Après la tragédie by Ernest Thompson Seton. Academy for the Love of Learning. All Image rights reserved.
Ernest Thompson Seton made written notes and field sketches during his 1893 hunt for New Mexico wolves. He combined observations recorded in his journal with imagination to create the important and enduring “Lobo, The King of Currumpaw.” I have focused on that story in other sections of this website.
About this work: ALL #0757 Pencil on paper. 12.9 x 20.1 cm. Drawn late 1893 somewhere in northeastern New Mexico. Four wolves: one sleeping (foreground), one standing and another stretching (middle ground) and one standing (background) with scribbled suggestion of landscape elements. In front of the stretching animal are three sickle-shaped forms that could be rib bones. Apparently created from Seton’s imagination as there is no record of his having witnessed this scene.
Top Dogs
Compare this rough sketch to the finished work of Lobo and Blanca where the fierce duo lay claim to their mastery of what the writer Max Evans termed the Hi-Lo county. Seton would have completed that one in his Toronto studio while working on the Lobo story, published in November 1894, which was about a year after creating ALL #0757.

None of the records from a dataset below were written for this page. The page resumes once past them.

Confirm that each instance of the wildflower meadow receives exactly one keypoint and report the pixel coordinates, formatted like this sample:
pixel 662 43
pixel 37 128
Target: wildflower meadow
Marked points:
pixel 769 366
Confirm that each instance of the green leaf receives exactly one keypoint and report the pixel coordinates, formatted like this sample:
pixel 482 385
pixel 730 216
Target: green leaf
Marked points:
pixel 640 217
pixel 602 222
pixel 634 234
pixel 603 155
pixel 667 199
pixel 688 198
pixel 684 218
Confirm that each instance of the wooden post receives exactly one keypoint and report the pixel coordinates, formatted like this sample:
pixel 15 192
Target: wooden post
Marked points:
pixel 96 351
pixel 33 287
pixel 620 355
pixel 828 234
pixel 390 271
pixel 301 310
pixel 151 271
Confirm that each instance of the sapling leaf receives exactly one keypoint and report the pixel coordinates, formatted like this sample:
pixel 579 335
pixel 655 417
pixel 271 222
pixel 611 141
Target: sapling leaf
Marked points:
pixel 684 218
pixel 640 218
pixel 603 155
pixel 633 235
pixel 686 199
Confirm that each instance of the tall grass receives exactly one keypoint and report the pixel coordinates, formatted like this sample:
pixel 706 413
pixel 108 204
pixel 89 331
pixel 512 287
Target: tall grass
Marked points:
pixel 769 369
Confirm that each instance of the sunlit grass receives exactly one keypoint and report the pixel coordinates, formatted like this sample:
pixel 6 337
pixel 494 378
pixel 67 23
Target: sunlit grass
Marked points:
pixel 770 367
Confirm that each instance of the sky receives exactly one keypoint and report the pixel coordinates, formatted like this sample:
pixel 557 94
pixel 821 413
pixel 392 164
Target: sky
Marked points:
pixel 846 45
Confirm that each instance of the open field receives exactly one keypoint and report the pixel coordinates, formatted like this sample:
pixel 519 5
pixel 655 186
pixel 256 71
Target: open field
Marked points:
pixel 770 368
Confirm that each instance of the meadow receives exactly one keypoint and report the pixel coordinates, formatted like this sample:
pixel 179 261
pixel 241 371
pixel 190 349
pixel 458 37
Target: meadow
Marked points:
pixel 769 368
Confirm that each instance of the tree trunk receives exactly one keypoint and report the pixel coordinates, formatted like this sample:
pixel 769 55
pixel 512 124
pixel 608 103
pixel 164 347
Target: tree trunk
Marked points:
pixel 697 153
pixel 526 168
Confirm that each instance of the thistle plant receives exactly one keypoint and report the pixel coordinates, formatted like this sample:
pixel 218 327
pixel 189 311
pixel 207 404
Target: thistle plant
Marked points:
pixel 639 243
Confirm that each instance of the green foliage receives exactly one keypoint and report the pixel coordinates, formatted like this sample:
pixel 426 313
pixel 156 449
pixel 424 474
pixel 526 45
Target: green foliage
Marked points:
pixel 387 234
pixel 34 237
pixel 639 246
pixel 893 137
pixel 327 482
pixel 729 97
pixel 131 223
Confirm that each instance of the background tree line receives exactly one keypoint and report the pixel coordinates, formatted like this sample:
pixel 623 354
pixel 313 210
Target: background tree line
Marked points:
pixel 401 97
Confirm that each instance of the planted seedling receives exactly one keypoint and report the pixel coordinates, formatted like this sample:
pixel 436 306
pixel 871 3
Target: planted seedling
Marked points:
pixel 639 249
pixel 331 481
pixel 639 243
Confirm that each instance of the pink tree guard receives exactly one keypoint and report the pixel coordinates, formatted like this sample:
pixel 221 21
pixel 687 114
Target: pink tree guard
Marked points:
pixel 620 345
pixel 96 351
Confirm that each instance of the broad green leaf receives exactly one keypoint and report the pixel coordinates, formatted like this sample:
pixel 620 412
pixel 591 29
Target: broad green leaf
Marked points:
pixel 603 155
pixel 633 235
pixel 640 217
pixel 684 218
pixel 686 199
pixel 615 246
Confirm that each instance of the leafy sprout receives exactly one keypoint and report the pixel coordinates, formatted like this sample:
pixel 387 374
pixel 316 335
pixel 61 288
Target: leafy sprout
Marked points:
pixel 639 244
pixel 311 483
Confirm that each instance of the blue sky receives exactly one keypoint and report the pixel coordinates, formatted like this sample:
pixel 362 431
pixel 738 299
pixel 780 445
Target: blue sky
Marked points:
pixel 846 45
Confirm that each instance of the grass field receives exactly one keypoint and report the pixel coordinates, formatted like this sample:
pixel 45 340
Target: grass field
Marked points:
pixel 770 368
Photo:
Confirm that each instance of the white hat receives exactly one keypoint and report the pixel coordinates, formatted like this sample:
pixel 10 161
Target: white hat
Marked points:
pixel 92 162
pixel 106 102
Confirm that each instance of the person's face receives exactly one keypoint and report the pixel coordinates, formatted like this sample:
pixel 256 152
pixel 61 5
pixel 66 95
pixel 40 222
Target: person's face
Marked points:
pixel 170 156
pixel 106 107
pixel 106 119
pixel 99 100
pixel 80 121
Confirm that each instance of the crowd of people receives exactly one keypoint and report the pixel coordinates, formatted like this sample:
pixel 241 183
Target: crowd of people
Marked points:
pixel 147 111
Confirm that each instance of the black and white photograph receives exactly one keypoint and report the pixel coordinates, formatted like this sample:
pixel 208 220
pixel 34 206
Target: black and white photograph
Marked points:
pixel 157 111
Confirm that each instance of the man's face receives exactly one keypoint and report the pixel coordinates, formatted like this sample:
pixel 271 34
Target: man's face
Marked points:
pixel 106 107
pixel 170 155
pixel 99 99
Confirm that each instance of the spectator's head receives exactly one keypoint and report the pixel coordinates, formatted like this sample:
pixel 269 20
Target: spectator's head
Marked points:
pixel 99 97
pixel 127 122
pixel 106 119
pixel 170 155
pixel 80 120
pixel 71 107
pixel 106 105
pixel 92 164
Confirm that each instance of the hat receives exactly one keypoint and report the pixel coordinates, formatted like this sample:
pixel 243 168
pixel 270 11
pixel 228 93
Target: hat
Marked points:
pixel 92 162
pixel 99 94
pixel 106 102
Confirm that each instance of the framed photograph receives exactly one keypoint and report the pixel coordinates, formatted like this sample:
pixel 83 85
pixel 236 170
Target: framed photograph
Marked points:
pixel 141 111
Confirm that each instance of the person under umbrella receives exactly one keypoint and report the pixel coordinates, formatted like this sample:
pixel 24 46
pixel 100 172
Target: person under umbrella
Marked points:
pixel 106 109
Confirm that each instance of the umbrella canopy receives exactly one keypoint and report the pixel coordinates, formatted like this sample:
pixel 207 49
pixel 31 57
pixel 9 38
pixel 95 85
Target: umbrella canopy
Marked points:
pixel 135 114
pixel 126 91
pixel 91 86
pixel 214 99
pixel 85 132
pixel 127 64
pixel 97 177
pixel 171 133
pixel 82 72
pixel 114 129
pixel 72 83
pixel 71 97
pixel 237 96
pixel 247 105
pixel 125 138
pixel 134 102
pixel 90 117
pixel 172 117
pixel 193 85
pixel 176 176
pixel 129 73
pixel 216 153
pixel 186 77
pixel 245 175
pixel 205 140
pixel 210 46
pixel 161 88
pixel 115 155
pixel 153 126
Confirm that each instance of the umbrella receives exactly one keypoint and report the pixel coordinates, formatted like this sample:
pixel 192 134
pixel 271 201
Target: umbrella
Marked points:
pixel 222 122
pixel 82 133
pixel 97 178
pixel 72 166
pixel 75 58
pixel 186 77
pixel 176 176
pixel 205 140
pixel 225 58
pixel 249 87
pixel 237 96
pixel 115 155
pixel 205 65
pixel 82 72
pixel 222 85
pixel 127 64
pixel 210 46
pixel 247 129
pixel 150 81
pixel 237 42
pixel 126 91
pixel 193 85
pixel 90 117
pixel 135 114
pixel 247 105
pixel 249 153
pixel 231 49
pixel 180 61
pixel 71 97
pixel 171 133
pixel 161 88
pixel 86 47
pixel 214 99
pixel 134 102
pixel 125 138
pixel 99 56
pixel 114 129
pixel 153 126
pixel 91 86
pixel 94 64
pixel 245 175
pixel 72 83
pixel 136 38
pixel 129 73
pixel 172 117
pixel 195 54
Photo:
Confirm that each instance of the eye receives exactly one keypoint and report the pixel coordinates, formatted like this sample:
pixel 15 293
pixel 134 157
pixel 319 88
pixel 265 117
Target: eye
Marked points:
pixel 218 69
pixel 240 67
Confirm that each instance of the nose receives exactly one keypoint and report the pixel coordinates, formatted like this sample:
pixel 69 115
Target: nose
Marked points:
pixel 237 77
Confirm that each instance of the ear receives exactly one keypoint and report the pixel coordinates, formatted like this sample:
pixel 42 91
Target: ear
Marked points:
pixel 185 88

After the tragedy? I am not sure what that means. The wolves are alive, so it seems not to have been their tragedy. Clearly, they are not hunting nor are they running from their enemies. My best guess is that he imagines the wolves in a moment of relaxing. If so, with bellies full, and nothing much to do at the moment of this wildlife tableau, tragedy may have befallen the sheep(s) or cow(s) who provided the day’s meal.